Directed by: Thomas Vinterberg

Written by: Thomas Vinterberg & Tobias Lindholm

Starring: Mads Mikkelsen, Thomas Bo Larsen, Magnus Millang, Lars Ranthe

Rating: [3.5/5]

Alcohol use and consumption have become a cultural touchstone in almost every nation where some find it as a healthy complement and banned completely in others. Simply constructed as a substance but can manipulate the consumer in such a variety of ways. Another Round proposes an experiment of what would occur if an individual maintained at a specific blood-alcohol level and results go just about as well as you can imagine. 

Timid and somewhat disconnected, schoolteacher Martin (Mads Mikkelsen) celebrates a dinner with his colleagues where one of them mentions a theory he read about. It states humans are born with a blood-alcohol level 0.005% lower than it should be. The men make a pact to maintain this buzz for the experiment and document their results. 

Opening up with high school rager of excessive alcohol consumption, Another Round clearly lays out the culture in Denmark regarding drinking. A moment where high school seniors race around a lake while drinking and causing as much disruption as possible. By then cutting to the teacher’s lounge where the principal explains what occurred to the instructors demonstrates all you need to know about the culture. The premise, from the mind of writer/director Thomas Vinteburg, comes with so much intrigue because this kind of story could be adapted to almost every nation and how their drinking culture varies. I shiver at the thought of this being remade in America considering the alcohol consumption culture existing here as opposed to where this film takes place in Denmark. The specific tone that this type of story would take on would most likely not match the compassionate and effective utilization of the plot in this feature film. The way binge drinking gets addressed and spoken about in Denmark certainly has its differences as compared to the United States so the effective remake would need to be in the hands of an incisive filmmaker in order for the transfer to occur. 

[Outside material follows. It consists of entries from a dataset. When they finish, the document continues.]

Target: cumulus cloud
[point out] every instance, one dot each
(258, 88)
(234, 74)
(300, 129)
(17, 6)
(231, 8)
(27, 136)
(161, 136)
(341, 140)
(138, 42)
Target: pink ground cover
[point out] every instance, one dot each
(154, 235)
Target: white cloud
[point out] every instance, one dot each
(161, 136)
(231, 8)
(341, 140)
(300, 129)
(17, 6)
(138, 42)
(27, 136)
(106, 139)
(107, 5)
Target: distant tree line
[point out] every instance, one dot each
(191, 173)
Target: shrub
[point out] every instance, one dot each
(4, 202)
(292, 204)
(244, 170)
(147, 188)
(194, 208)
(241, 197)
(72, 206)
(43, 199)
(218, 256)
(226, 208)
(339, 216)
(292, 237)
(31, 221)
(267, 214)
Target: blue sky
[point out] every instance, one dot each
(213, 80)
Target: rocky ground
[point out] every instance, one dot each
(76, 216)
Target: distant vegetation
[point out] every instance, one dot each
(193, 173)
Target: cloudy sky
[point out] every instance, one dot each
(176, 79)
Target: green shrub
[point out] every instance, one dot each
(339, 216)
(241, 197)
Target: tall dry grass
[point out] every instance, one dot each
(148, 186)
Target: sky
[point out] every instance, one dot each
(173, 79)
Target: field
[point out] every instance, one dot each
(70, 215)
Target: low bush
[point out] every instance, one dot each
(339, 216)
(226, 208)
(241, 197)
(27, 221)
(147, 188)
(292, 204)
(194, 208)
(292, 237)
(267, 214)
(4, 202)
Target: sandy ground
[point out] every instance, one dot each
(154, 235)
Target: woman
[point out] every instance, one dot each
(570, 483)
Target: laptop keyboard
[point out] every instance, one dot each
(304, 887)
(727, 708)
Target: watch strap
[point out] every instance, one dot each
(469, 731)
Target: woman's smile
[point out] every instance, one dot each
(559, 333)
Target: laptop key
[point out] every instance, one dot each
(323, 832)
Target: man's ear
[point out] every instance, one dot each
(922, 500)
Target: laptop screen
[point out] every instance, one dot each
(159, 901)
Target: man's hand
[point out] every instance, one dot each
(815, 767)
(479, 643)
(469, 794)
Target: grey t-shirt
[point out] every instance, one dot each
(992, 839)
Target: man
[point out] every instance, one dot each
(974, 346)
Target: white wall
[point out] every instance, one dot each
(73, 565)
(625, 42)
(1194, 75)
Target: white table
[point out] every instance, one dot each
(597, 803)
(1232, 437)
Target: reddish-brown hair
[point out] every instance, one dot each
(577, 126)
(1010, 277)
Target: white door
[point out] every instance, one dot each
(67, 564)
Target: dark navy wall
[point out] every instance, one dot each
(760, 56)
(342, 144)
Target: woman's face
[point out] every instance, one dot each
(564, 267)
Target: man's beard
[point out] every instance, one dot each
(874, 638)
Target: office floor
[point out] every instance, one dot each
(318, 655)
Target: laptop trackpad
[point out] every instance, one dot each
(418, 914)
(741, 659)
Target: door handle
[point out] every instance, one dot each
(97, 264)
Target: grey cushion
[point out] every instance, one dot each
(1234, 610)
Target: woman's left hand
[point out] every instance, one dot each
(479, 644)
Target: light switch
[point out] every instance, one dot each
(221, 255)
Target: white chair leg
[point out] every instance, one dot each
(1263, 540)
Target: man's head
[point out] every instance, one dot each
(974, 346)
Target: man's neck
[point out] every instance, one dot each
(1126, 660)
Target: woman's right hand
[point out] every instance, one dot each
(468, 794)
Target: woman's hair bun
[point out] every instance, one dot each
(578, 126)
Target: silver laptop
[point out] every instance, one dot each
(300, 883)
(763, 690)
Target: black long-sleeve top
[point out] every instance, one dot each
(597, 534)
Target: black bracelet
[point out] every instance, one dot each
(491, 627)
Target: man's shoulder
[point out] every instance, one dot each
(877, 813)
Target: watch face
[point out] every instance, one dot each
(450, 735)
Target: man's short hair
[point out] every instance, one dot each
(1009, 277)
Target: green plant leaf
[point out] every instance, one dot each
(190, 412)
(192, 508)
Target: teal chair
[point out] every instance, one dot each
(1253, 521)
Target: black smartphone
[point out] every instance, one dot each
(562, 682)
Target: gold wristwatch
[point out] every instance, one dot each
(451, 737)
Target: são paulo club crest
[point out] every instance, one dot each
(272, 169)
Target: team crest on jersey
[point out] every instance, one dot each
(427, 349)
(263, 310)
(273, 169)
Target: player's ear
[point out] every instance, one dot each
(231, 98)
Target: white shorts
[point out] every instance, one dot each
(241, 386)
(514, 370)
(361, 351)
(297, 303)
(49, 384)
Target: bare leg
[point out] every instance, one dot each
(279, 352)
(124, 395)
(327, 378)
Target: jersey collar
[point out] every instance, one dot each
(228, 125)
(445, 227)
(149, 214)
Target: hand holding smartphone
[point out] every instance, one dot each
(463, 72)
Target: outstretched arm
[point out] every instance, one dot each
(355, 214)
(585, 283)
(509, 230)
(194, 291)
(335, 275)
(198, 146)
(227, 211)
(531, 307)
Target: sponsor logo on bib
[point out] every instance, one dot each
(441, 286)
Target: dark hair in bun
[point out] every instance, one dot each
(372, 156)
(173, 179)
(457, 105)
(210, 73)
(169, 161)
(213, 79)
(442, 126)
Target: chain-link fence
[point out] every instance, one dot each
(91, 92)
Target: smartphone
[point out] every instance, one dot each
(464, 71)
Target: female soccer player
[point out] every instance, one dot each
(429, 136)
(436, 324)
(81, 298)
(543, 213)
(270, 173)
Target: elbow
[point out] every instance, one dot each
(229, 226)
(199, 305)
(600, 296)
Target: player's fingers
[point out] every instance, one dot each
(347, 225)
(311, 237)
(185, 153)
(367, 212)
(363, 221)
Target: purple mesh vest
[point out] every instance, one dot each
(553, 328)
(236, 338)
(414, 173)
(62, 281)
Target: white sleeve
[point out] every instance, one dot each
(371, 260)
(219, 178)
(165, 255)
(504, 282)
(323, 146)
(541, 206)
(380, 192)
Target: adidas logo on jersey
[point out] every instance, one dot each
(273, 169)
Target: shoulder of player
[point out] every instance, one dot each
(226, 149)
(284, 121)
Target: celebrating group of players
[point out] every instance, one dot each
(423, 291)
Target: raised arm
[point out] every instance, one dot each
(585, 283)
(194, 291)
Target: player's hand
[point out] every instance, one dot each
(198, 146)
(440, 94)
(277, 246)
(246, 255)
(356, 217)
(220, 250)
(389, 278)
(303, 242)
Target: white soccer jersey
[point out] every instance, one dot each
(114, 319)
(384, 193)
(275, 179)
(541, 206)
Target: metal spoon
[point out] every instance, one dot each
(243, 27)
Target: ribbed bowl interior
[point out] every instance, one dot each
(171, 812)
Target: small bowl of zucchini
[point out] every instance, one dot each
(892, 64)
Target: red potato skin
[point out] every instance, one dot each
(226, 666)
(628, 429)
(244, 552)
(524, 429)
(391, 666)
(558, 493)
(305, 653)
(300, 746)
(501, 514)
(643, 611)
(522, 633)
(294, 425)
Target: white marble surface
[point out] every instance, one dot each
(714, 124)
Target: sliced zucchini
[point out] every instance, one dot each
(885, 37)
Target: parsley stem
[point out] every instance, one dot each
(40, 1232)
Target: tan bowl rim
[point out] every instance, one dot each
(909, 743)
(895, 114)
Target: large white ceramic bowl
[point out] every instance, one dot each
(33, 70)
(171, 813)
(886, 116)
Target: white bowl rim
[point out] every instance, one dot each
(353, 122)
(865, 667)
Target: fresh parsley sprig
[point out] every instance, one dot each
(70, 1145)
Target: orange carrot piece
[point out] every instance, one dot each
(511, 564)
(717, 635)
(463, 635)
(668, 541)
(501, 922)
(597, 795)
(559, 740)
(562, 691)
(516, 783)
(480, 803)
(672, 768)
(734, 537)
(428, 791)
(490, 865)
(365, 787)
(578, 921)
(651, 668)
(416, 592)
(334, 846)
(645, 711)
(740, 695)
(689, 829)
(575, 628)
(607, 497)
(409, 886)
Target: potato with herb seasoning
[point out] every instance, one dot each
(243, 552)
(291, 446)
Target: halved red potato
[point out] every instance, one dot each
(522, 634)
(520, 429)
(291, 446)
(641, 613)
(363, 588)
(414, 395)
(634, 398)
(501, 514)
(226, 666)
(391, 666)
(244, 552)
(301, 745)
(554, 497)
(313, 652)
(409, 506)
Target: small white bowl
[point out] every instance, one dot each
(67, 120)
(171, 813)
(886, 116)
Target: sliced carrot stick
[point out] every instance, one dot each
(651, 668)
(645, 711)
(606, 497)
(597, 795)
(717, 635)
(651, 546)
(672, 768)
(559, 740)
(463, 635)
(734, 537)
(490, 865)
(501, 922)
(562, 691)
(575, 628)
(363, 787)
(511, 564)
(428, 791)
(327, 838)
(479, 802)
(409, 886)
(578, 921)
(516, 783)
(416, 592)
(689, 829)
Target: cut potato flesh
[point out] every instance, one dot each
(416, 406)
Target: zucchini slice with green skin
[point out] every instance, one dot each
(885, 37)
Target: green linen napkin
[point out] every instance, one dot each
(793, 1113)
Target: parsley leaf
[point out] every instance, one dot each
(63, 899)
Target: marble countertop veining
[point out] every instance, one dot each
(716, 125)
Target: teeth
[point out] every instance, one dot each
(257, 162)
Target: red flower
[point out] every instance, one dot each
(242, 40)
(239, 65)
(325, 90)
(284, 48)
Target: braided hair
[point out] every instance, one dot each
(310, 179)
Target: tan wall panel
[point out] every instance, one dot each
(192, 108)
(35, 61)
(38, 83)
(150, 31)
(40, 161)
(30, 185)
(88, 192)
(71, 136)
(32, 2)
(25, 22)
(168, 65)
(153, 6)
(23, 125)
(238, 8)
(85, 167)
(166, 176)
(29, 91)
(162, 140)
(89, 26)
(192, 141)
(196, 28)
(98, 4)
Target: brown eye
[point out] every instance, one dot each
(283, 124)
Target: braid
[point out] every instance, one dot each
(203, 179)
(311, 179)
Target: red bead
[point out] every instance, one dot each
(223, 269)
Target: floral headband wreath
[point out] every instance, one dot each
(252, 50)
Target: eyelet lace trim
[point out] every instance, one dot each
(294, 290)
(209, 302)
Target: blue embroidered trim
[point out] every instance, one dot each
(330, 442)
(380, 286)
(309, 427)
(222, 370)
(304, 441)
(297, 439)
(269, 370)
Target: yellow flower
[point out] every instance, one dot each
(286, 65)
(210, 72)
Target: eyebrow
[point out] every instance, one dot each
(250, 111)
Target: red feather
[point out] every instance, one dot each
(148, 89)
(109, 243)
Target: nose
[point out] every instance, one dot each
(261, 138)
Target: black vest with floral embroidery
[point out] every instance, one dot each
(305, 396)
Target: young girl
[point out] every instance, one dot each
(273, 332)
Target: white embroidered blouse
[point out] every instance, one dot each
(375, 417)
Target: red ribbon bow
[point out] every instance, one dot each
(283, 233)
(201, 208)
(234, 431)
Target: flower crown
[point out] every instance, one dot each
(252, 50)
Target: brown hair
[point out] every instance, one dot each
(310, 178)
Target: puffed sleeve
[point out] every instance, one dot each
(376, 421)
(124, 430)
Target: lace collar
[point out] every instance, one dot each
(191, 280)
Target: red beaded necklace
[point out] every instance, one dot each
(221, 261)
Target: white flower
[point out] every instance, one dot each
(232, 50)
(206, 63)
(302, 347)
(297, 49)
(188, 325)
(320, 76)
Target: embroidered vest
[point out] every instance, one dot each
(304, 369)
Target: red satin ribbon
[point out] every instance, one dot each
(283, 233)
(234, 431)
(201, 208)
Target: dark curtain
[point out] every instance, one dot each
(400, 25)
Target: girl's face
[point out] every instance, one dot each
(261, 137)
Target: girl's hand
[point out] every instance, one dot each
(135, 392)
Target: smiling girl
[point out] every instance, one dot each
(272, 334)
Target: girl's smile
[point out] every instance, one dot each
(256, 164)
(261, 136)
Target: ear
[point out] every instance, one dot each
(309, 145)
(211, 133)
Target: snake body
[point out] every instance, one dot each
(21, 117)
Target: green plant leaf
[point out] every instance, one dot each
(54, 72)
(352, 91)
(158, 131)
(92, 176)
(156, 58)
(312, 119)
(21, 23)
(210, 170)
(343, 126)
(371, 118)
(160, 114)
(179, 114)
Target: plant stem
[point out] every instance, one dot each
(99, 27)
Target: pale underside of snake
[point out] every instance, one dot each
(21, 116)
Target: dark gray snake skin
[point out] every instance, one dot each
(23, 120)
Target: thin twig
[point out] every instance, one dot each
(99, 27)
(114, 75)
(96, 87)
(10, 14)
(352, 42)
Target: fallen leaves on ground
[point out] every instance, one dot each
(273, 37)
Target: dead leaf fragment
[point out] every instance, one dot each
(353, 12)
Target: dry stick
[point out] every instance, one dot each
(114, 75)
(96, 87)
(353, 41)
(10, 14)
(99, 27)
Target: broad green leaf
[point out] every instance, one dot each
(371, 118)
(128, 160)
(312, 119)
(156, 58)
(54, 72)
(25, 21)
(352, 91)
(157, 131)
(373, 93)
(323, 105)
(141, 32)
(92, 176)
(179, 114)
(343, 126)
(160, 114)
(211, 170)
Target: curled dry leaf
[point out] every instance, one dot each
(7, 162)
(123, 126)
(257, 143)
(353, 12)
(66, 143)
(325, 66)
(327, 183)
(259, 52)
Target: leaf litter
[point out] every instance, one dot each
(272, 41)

The rest of the plot plays out in just waiting to see how far these men can carry on maintaining a certain level of buzz before being found out. With this being a feature film, you can predict the other shoe will eventually drop but the journey to this particular point lays out this experiment in such a fascinating way. Having a certain blood alcohol level has a genuine impact on the four characters and most certainly on Martin. The beginning of the film displays a man so incredibly passive in his life that a slight gust of wind could knock him over. He’s barely there mentally but having a bit of a buzz raises his confidence in a way where he actually captivates his students in the classroom and engages with his family. As one would expect, things go off the deep end but the overall postulation of this film asks several great questions about the relationships between people and alcohol. 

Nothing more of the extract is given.